Refugees from Afghanistan

The past few months have seen an increasing number of cases where groups of asylum seekers are detained trying to cross the Czech border into the European Union. As a result, an amendment to the current law on asylum was passed by the lower house recently which attempts to limit the number of people abusing the country's asylum system in order to make their way to the West. The draft now needs to be approved by the Senate and the President, in order to become law. Dita Asiedu has more:

This year alone, almost 3,000 people from Ukraine, around 1,700 from Moldova and more than 1,500 from Romania have applied for asylum in the Czech Republic. With U.S. military action likely in Afghanistan, the number of asylum seekers from that country is also expected to rise. I spoke to Maria Masarikova from the Interior Ministry's Press Department:

"The statistics from January to August this year show a total of 12,309 applications for asylum. This is far above the figures for last year, which totaled 8,788. In 1999, there were 7,220 applications and if we compare these numbers to 1996, when there were 2,211 applications - you can see that there has been a large rise and that is why we've had to come up with an amendment to the current law."

According to the current law, asylum seekers are allowed to work.

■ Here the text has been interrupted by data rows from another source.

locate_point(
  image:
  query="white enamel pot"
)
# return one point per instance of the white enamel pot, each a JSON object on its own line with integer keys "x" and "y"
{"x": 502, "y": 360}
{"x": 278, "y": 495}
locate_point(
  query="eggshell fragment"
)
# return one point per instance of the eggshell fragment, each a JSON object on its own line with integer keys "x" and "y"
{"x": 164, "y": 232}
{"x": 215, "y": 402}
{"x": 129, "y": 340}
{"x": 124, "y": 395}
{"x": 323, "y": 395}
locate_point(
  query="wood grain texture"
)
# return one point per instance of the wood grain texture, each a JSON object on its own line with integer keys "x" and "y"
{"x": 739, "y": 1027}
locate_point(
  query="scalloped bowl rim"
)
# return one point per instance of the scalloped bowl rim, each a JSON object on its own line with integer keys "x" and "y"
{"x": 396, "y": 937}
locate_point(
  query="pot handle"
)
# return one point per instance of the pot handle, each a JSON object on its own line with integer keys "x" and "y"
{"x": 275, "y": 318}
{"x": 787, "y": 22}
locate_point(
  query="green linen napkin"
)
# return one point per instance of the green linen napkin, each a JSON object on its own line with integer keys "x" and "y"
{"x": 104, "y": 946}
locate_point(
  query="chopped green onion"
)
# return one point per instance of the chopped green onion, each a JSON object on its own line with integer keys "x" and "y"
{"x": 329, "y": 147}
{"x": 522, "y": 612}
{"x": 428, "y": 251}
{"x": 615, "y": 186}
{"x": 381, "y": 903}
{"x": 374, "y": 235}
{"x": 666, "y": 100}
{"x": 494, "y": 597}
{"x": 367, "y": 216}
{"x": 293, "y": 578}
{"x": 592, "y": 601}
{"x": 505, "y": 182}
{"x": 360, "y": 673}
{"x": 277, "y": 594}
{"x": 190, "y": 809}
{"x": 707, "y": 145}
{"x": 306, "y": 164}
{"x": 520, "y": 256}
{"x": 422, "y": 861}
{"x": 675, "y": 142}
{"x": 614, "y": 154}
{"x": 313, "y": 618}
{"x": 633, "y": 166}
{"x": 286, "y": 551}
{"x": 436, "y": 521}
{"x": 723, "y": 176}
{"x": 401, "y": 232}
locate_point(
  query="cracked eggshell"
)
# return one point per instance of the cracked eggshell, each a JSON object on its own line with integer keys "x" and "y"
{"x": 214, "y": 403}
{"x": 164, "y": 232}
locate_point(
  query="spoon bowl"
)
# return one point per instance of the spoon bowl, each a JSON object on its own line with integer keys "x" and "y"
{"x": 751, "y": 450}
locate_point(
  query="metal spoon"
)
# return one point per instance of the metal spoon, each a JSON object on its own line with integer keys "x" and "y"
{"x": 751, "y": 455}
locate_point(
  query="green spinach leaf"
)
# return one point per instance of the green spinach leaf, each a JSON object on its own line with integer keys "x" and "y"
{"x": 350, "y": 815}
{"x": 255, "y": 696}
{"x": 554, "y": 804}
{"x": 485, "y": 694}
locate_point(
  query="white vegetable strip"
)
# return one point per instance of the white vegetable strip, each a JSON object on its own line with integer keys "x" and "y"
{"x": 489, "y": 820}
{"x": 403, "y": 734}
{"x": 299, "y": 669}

The new proposal will make that illegal. Under the present system applications made for economic reasons are considered; the proposal will single them out and reject almost all of them - although the process of turning to a court for an appeal is to become faster. Mrs Masarikova once more:

"The cost of one asylum seeker in the asylum centers amounts to 350 Czech crowns a day. This covers three meals a day for adults, with children getting two additional snacks. It furthermore covers the costs of running the centers - meaning salaries of staff and health care, of course."

The proposal to the law does make significant changes as far as health care is concerned. Officials say too many asylum seekers are demanding treatment from specialists. Furthermore, the ministry says asylum seekers are often granted extra treatment free of charge, which Czech citizens have to pay for.